Considering the applicability of the principle of proportionality, the court indicated its reticence to apply the principle in the context of preservation:
However, courts have recognized that in the context of preservation, "this [proportionality] standard may prove too amorphous to provide much comfort to a party deciding what files it may delete or backup tapes it may recycle." Orbit One Commc’ns, Inc. v. Numerex Corp., 271 F.R.D. 429, 436 (S.D.N.Y.2010) (considering numerous preservation failures in the context of sanctions). Accordingly, "[u]ntil a more precise definition is created by rule," prudence favors retaining all relevant materials. Id. (citing Zubulake IV, 220 F.R.D. at 218).
The court later reiterated that “courts in this district have cautioned against the application of a proportionality test as it relates to preservation.”

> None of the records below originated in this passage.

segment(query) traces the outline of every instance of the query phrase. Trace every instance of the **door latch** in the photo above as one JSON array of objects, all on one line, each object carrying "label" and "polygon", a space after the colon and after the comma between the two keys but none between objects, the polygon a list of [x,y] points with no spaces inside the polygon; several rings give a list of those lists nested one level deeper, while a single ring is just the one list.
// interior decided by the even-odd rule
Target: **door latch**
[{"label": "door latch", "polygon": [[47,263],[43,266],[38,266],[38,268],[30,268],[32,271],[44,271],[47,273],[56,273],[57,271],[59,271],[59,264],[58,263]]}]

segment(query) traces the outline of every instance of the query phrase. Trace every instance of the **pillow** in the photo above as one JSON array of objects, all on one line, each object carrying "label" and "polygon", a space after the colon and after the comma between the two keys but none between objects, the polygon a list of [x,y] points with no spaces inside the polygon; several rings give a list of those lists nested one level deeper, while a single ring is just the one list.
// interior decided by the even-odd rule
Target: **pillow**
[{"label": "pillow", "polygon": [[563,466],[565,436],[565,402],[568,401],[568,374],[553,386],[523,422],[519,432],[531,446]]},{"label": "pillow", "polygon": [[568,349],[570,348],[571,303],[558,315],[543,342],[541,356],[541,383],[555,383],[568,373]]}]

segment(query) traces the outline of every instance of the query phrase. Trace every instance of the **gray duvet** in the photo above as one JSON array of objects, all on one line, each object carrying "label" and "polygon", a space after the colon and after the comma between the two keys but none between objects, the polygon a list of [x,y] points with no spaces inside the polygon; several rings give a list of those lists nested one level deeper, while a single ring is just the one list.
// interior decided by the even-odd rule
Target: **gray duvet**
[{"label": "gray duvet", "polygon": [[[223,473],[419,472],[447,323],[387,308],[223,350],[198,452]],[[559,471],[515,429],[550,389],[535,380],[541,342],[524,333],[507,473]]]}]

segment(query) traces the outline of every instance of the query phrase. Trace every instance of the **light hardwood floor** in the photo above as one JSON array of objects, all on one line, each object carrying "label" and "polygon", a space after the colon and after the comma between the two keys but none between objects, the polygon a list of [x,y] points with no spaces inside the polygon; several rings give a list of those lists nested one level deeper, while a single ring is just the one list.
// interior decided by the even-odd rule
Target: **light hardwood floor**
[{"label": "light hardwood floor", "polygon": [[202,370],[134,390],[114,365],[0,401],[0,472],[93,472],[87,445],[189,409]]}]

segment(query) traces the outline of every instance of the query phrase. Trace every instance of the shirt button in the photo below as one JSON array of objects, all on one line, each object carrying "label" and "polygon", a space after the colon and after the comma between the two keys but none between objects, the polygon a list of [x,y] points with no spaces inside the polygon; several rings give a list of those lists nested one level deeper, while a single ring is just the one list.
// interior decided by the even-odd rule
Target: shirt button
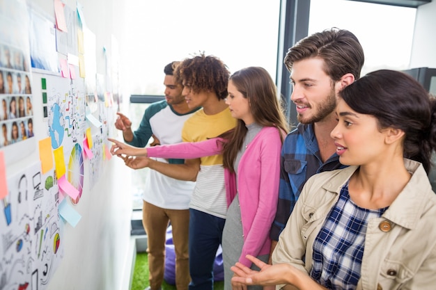
[{"label": "shirt button", "polygon": [[387,271],[387,275],[389,275],[389,276],[396,276],[396,271],[394,269],[389,269]]},{"label": "shirt button", "polygon": [[387,220],[384,220],[384,221],[380,223],[380,224],[378,225],[378,228],[380,229],[380,230],[382,232],[384,232],[390,231],[391,230],[391,223],[389,223],[389,222],[388,222]]}]

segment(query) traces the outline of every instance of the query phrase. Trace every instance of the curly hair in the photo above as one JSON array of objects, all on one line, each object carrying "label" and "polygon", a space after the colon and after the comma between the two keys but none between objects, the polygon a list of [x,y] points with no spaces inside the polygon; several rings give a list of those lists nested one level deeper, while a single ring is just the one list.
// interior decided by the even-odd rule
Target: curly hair
[{"label": "curly hair", "polygon": [[176,81],[189,88],[194,92],[212,91],[218,99],[227,97],[227,84],[230,72],[227,65],[214,56],[201,54],[185,58],[175,67]]}]

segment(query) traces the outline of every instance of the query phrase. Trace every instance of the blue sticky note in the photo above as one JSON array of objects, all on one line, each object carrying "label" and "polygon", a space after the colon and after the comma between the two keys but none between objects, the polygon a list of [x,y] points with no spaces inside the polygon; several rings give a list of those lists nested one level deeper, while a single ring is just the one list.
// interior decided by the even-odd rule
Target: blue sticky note
[{"label": "blue sticky note", "polygon": [[70,205],[66,198],[59,204],[59,214],[72,227],[75,227],[81,218],[81,216]]}]

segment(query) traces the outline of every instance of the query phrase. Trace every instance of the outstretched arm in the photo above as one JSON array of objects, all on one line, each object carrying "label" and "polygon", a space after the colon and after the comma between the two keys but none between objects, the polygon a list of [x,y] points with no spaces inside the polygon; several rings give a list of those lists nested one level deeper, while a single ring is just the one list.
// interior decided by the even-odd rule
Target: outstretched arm
[{"label": "outstretched arm", "polygon": [[158,161],[148,157],[123,156],[126,166],[132,169],[148,167],[164,175],[179,180],[195,182],[200,170],[200,159],[185,159],[184,164],[170,164]]}]

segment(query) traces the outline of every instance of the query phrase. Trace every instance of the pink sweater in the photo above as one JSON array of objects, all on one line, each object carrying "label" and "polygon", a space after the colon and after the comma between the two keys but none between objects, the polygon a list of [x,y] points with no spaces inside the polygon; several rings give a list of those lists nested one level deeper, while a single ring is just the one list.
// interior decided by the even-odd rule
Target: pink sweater
[{"label": "pink sweater", "polygon": [[[194,159],[221,154],[220,138],[197,143],[182,143],[147,148],[149,157]],[[235,175],[225,170],[227,205],[239,192],[244,245],[239,261],[247,266],[245,258],[270,253],[270,229],[274,220],[279,198],[281,140],[277,128],[263,128],[248,145]]]}]

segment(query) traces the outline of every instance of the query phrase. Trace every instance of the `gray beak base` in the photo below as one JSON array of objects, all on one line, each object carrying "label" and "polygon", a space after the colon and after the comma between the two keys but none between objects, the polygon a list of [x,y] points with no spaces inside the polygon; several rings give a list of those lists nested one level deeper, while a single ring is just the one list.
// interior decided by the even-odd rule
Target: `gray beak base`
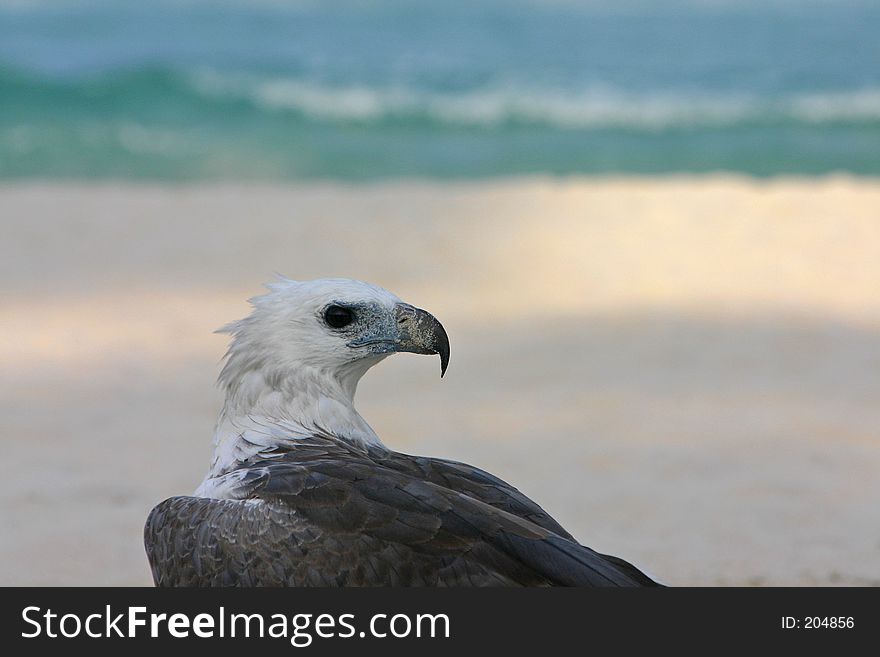
[{"label": "gray beak base", "polygon": [[440,356],[440,377],[449,365],[449,336],[431,313],[406,303],[397,305],[397,351]]}]

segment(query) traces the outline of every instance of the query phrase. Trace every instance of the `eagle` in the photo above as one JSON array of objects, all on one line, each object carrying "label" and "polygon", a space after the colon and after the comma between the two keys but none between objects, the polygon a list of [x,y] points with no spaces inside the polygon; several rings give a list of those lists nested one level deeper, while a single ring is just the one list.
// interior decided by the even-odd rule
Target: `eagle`
[{"label": "eagle", "polygon": [[355,280],[266,288],[220,329],[210,471],[147,519],[156,586],[658,585],[498,477],[382,443],[355,410],[358,382],[398,352],[439,355],[442,377],[433,315]]}]

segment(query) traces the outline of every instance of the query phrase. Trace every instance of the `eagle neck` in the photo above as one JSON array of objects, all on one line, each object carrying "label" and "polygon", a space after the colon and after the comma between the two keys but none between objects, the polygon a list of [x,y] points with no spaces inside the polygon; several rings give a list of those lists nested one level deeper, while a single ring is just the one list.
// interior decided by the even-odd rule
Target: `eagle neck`
[{"label": "eagle neck", "polygon": [[220,476],[278,448],[296,449],[315,436],[358,447],[383,447],[354,407],[366,367],[342,371],[303,366],[292,372],[260,368],[226,382],[226,401],[214,433],[209,477]]}]

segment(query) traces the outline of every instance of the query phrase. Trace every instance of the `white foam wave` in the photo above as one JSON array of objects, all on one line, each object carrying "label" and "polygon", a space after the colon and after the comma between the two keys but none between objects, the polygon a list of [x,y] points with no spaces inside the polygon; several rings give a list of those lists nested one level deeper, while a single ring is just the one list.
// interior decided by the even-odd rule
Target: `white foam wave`
[{"label": "white foam wave", "polygon": [[296,111],[324,121],[421,117],[478,127],[521,122],[568,129],[661,130],[768,119],[807,123],[880,120],[880,89],[766,99],[748,95],[636,94],[598,86],[581,92],[511,85],[436,92],[403,85],[333,86],[300,79],[214,73],[200,73],[194,82],[202,93],[235,96],[270,111]]}]

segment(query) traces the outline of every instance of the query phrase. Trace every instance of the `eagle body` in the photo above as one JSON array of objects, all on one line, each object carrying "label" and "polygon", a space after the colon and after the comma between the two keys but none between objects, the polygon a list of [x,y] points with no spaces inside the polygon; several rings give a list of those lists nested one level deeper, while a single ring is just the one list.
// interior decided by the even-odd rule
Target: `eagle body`
[{"label": "eagle body", "polygon": [[[388,353],[439,353],[445,369],[448,341],[433,317],[355,281],[285,281],[267,296],[255,302],[253,321],[231,328],[211,471],[195,495],[169,498],[147,519],[157,586],[656,585],[626,561],[580,545],[497,477],[392,451],[356,414],[357,379]],[[335,365],[325,381],[325,368],[294,351],[274,356],[263,343],[266,331],[290,322],[259,320],[271,317],[267,308],[290,306],[284,320],[317,314],[338,330],[343,313],[331,315],[328,304],[388,312],[393,321],[373,317],[344,337],[345,349],[370,348],[357,358],[325,341],[323,358]],[[297,333],[294,326],[286,337]],[[331,351],[338,356],[328,358]]]}]

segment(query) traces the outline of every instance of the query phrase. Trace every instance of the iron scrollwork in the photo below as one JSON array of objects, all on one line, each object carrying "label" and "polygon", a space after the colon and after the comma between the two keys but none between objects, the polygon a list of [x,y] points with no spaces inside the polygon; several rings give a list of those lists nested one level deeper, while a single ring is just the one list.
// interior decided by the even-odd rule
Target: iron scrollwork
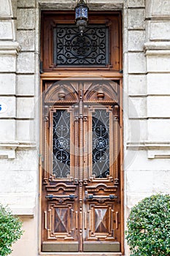
[{"label": "iron scrollwork", "polygon": [[53,174],[66,178],[70,174],[70,114],[66,110],[53,113]]},{"label": "iron scrollwork", "polygon": [[82,36],[72,24],[54,29],[54,63],[56,66],[96,65],[109,62],[109,29],[104,24],[88,25]]},{"label": "iron scrollwork", "polygon": [[96,178],[109,175],[109,113],[96,110],[92,118],[93,174]]}]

The court further reasoned that it would be premature to permit the destruction of any hard drives without knowing what they contained and indicated its belief that KPMG’s burden was “self inflicted to a large extent” because of its own “reluctance to work with Plaintiffs to generate a reasonable sample. . . .” Specifically, the court indicated that the record suggested that “KPMG did not provide Plaintiffs with the opportunity to learn of the hard drive’s contents—such as by reviewing a handful of hard drives that counsel had vetted for privilege or created a log of contents—that might have enabled them to ‘propound targeted requests . . . . at lesser cost.’” Accordingly, the court encouraged the parties to continue to meet and confer to reach agreement on sampling but declined to grant plaintiffs’ request for the production of five hard drives for inspection.
The court also denied KPMG’s request to shift a portion of its preservation costs.